The current Israel-Palestine situation is unprecedented, but in ways that go far beyond what has been explicitly recognised.
The attack by Hamas was unprecedented in its scale and scope: everyone seems to agree on that. Some have gone further and asked how it was possible for Israeli intelligence agencies – amongst the most sophisticated in the world – to have missed the incoming threat. Subsequent reports add to that scepticism, revealing that Egypt and the United States warned Israel of a major threat shortly before the attack took place. Yet for some reason it appears the warning was ignored.
I would argue that the even more unprecedented occurrences relate to commentary and media coverage. I noticed a number of individuals on social media with large followings suddenly start expressing solidarity with Palestinians immediately in the aftermath of the Hamas attack. It seems very strange to wait for hundreds of civilians in Israel to be massacred before making political statements in favour of Palestinians. Why would such voices suddenly become loud when they were absent or quiet when Amnesty International found Israel to be practising apartheid? Or when Palestinians were being killed or brutalised without retaliation?
Related to this has been the reaction of mainstream media outlets which in the past, for decades, systematically downplayed human rights violations by the Israeli state. Immediately after the attack many of these outlets invited critical commentators who showed up the one-sidedness of the coverage of those same outlets. And this happened across numerous, notionally independent broadcasters. Unprecedented.
Moreover, these shifts occurred in a context where the political ground was already shifting against Benjamin Netanyahu, Israel’s warmongering prime minister. A broad range of groups inside and outside Israel had opposed Netanyahu’s attempt to centralise power and reduce the power of Israel’s judiciary. In recent months even a former head of Israel’s foreign intelligence agency, Mossad, asserted that Israel had been practising apartheid. And shortly after the Hamas attack articles, and even viral manipulated videos, were published suggesting that Netanyahu should step down.
The more crucial geopolitical context is this: the United States has been securing strategic agreements with Arab states in the Middle East. It has cemented ties with the dictatorships in Saudia Arabia and Egypt, despite systematic human rights violations in both countries. In parallel it has established a strong alliance with India’s current prime minister, Narendra Modi, secured a tenuous alliance with Pakistan after the removal of Imraan Khan, and cemented ties with another de facto dictator, Recep Erdogan, in Turkey. The result is that the United States no longer needs Israel as an isolated imperial outpost or bulwark in the Middle East. In fact, the ongoing Israeli repression of Palestinians impedes the ability of the USA to cement ties with its new allies for as long as it is backing Israel militarily.

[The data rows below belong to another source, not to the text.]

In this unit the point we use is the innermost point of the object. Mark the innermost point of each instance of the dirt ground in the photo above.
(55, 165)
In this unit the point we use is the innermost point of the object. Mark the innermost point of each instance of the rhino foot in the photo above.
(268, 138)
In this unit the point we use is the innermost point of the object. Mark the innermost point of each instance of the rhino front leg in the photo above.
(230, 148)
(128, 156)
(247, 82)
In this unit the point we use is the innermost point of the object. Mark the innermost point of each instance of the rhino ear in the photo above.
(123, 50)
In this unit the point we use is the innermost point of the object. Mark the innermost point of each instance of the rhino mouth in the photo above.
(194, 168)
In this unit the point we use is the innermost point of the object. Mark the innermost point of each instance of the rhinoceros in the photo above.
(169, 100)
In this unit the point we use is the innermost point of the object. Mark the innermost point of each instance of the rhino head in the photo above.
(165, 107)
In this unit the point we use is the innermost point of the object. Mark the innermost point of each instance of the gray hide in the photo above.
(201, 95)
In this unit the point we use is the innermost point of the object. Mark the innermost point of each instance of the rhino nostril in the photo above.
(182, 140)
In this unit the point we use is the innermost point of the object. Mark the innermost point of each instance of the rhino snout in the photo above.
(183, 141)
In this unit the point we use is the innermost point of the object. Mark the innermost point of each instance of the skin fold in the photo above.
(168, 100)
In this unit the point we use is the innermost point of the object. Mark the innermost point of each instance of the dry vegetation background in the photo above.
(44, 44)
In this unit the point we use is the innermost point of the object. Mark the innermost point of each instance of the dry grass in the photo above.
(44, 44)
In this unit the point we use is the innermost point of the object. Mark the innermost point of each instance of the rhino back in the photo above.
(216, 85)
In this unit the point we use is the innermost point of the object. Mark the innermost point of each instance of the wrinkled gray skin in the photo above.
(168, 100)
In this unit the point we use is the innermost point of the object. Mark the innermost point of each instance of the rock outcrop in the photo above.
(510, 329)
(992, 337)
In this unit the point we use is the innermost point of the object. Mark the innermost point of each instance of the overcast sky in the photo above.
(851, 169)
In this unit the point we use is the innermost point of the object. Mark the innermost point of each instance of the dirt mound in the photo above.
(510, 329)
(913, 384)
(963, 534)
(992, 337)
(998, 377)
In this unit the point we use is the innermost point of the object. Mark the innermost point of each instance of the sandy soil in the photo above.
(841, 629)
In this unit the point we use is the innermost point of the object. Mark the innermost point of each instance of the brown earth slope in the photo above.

This, I suggest, is the primary geopolitical undercurrent that will determine the direction of current events and is already influencing media coverage and the flip-flopping of the European Union and pro-Israel politicians like the UK’s Keir Starmer.
In some respects these events mirror what happened with apartheid in South Africa when the Soviet Union collapsed. The United States no longer needed apartheid South Africa as a bulwark against what it claimed to be a communist threat in Africa. Shortly thereafter the hardline apartheid prime minister PW Botha fell from favour and was replaced by FW De Klerk, who despite having been active in supporting and enforcing apartheid positioned himself as a reformer. The United States and its key allies, like the UK, backed De Klerk’s move to end apartheid and the rest, as they say, is history.
Such brazen manipulation of this kind is of course reprehensible: supporting apartheid, a crime against humanity, for decades and then discarding it only after its usefulness has waned. Nevertheless, in the current Israel-Palestine situation it may mean that an actual peace deal is now possible.
As in the South African case the terms of any such agreement matter a great deal. And the deeply entrenched support for apartheid in Israel-Palestine should not be underestimated; right-wing and conservative groupings may yet try to use the situation to extend the borders of Israel and further worsen the living conditions of Palestinians. But if my hypothesis that the United States is covertly backing a move towards peace is correct, simply to support its own geopolitical strategy, then it is difficult to see how hardliners in Israel will hold out when their main financier, weapons supplier and supporter pushes in a different direction.
It is no cause for celebration that the United States is allying with powerful dictatorships as it moves to seek war with China, and perhaps a more intense proxy war with Iran alongside the proxy war with Russia in Ukraine, but for the Palestinian people this may yet bring them the peace and security that is owed to them.